TERASBATAM.id- Komisi II DPRD Kota Batam menggelar Rapat Dengar Pendapat (RDP) untuk membahas lemahnya pengawasan distribusi gas elpiji 3 kilogram bersubsidi di Batam. Temuan gas elpiji bersubsidi dijual di minimarket seperti Alfamart dan Indomaret menyoroti lemahnya pengawasan oleh pemerintah daerah dan Pertamina.
Anggota Komisi II DPRD Batam, Setya Putra Tarigan, mengungkapkan bahwa ia bersama mahasiswa menemukan gas elpiji 3 kg bersubsidi dijual di sejumlah minimarket. “Ini menunjukkan adanya penyimpangan dalam distribusi gas bersubsidi yang seharusnya hanya ditujukan bagi masyarakat berpenghasilan rendah,” tegas Setya dalam rapat tersebut, Senin (10/2/25).

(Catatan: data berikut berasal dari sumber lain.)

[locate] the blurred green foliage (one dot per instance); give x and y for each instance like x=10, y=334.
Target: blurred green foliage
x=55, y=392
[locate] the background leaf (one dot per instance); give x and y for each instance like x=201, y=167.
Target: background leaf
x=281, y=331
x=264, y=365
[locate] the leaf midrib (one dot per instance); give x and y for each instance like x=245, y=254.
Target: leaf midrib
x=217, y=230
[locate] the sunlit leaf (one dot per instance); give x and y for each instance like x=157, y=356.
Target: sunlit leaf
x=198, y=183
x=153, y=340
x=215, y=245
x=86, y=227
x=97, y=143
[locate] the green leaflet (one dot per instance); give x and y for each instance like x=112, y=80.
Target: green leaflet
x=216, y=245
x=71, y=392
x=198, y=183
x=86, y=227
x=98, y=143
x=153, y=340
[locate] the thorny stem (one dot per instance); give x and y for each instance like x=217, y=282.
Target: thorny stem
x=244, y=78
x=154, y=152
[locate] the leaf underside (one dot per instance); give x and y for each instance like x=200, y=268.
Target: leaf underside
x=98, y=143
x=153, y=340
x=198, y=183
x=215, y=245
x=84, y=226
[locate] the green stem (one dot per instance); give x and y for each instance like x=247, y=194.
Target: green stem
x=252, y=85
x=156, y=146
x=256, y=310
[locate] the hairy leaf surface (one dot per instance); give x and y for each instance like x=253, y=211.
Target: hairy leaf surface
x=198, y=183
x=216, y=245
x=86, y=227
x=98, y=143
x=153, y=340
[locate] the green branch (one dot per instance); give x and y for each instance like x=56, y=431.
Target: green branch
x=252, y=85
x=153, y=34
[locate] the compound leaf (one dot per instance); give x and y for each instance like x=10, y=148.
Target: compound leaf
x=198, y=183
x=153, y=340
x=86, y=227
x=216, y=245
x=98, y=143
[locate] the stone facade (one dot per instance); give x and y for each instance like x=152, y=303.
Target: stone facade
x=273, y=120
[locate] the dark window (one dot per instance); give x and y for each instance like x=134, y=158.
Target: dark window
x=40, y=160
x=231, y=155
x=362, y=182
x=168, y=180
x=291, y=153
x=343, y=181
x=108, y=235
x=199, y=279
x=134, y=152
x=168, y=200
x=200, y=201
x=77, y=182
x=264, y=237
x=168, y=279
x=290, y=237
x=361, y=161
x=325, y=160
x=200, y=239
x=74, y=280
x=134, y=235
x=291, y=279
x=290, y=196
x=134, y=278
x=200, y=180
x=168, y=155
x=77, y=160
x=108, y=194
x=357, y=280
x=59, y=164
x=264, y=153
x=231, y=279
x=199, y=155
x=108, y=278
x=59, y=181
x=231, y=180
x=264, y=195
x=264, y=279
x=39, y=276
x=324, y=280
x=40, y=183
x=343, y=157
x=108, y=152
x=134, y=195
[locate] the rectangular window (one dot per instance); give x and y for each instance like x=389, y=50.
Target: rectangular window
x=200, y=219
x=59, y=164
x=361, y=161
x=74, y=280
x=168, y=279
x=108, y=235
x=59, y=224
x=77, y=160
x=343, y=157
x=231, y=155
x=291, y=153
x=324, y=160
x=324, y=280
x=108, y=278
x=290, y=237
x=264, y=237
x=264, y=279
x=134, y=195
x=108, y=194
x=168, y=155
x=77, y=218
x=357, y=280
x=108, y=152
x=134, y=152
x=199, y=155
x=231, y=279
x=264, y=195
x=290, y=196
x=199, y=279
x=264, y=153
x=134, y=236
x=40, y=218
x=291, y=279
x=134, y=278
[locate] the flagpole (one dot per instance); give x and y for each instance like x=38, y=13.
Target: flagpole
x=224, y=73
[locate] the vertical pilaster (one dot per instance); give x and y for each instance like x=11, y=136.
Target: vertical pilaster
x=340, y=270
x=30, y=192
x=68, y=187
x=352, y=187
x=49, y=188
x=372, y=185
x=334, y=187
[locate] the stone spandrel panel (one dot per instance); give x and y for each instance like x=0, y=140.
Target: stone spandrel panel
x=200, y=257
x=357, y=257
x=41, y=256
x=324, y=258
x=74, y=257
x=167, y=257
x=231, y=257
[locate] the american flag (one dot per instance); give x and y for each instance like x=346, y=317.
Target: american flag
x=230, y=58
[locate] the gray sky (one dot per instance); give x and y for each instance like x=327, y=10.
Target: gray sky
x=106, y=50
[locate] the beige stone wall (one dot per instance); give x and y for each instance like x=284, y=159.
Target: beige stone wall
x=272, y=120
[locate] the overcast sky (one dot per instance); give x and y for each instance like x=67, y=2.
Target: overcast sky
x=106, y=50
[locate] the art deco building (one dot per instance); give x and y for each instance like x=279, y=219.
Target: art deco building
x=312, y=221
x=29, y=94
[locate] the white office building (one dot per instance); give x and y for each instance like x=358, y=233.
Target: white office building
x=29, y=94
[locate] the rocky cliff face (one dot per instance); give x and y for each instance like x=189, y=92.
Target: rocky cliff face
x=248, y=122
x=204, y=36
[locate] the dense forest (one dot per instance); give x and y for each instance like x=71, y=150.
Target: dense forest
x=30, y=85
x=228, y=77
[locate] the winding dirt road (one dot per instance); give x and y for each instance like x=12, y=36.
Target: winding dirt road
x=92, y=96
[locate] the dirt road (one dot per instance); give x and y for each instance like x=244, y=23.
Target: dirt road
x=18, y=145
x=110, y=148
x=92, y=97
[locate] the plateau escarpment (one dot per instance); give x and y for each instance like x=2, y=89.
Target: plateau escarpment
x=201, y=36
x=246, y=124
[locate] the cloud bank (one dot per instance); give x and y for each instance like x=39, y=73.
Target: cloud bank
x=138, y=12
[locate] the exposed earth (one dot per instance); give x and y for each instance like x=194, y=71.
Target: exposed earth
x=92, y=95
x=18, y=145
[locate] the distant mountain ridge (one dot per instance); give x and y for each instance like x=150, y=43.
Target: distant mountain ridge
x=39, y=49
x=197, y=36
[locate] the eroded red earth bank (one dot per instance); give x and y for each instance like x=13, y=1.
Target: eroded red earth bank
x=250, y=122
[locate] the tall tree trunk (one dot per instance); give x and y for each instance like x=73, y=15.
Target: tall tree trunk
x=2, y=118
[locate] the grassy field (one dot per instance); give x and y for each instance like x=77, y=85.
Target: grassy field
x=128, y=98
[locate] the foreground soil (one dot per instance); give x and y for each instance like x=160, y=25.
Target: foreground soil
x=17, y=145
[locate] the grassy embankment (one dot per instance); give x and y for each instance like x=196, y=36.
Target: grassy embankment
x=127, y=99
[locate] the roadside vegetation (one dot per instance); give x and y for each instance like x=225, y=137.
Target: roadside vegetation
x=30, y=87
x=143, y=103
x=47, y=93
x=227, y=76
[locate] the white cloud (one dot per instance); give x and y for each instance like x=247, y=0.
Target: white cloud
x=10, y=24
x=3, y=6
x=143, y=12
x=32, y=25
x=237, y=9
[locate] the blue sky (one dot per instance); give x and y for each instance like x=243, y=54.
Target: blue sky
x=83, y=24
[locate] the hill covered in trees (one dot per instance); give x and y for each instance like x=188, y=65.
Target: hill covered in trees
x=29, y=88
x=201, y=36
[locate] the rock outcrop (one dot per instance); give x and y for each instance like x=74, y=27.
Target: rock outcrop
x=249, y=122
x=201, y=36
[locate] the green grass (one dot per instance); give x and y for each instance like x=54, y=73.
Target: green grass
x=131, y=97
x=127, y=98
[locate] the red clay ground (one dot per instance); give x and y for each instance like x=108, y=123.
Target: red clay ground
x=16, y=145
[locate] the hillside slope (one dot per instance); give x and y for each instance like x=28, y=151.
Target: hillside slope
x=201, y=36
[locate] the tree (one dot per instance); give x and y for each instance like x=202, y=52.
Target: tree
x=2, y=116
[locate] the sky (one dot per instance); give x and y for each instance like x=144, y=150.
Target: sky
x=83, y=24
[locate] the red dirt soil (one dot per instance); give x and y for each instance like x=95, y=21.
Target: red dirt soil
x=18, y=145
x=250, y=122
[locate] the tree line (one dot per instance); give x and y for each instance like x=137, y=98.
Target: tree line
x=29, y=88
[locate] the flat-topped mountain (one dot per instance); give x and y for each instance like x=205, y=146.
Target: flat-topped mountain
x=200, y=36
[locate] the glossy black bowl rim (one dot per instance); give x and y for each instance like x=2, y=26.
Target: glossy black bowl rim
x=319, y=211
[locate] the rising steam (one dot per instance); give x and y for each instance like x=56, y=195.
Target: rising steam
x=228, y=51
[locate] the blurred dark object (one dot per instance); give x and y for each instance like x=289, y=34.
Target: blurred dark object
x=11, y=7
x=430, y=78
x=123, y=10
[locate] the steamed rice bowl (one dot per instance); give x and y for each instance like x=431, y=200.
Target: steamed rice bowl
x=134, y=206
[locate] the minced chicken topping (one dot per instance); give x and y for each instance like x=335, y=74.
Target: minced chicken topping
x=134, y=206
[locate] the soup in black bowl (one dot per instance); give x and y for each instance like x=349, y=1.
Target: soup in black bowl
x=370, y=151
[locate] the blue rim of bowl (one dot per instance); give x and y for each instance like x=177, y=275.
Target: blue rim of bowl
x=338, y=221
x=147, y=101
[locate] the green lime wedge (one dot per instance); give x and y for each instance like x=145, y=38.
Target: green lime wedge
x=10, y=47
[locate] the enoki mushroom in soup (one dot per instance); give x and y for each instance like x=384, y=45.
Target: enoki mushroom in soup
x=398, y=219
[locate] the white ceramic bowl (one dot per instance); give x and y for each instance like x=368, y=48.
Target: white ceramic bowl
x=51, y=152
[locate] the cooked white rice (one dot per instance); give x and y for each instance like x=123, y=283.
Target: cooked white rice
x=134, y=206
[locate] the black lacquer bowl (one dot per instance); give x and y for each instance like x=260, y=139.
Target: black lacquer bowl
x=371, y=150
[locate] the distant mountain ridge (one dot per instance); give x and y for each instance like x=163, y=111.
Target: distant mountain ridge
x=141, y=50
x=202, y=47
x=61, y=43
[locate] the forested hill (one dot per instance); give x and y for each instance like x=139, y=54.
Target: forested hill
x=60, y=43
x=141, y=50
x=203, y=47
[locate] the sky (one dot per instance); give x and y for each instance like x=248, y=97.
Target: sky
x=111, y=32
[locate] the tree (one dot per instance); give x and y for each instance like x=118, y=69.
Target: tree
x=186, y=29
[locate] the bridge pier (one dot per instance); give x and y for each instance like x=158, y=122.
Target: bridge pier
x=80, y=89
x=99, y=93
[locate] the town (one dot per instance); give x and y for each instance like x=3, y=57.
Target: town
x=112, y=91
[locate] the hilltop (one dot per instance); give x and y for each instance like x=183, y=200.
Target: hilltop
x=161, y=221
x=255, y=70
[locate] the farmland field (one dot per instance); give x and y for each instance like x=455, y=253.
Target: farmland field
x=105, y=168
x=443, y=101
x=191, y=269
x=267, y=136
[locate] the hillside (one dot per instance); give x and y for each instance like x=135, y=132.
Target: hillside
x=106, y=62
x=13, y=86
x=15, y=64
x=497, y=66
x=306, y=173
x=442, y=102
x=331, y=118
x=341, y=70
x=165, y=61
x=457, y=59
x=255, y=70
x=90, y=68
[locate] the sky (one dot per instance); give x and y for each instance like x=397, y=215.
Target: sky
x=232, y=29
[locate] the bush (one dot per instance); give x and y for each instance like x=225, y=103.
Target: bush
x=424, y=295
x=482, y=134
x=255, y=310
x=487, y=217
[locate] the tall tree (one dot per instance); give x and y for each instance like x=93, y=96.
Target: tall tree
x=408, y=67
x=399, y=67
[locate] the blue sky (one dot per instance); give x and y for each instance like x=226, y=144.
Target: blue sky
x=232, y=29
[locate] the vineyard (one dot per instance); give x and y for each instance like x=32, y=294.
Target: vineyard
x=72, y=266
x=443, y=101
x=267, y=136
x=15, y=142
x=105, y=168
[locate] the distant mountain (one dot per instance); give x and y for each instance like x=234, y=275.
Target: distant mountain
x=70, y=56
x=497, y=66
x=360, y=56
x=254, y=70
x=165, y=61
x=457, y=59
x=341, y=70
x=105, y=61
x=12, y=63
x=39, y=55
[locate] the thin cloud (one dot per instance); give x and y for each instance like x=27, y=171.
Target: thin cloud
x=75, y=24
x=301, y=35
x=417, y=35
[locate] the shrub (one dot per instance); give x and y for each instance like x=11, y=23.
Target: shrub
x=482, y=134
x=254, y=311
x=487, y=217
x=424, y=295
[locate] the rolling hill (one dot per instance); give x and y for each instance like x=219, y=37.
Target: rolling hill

Setya mempertanyakan peran pemerintah daerah dan Dinas Perindustrian dan Perdagangan (Disperindag) dalam mengawasi distribusi gas bersubsidi. Menurutnya, pengawasan gas elpiji 3 kg seharusnya menjadi tanggung jawab pemerintah daerah, namun dalam praktiknya, wewenang tersebut justru diberikan kepada agen sebagai penyalur utama. “Agen itu bukan lembaga, mereka pengusaha. Kalau semua diserahkan ke agen, bukankah ini menjadi monopoli? Artinya ada permainan di sini,” ujarnya.
Selain itu, Setya menyoroti adanya praktik penjualan gas bersubsidi di malam hari menggunakan kendaraan seperti becak untuk disalurkan ke luar area yang seharusnya mendapat subsidi. “Ini membuka celah penyimpangan distribusi, di mana gas subsidi justru dijual ke pihak yang tidak berhak,” tambahnya.
Setya juga mengkritisi biaya perizinan pangkalan gas yang dinilai terlalu mahal. Berdasarkan laporan masyarakat, biaya pengurusan izin pangkalan gas bisa mencapai Rp30 juta hingga Rp35 juta. Namun, ketika ditanyakan mengenai dasar hukumnya, pihak Disperindag tidak bisa memberikan keterangan yang jelas. “Ini yang kita pertanyakan, kenapa biaya pengurusan izin begitu mahal? Apakah memang ada ketentuan resmi? Kalau tidak, maka ini sudah menjadi pungutan liar,” ujar Setya.
Setya juga mengkritisi peran Pertamina yang dinilai hanya fokus pada penyediaan stok tanpa melakukan pengawasan ketat terhadap distribusi gas elpiji 3 kg. Menurutnya, klaim pengawasan harian yang dilakukan Pertamina hanyalah sebatas retorika tanpa tindakan nyata di lapangan.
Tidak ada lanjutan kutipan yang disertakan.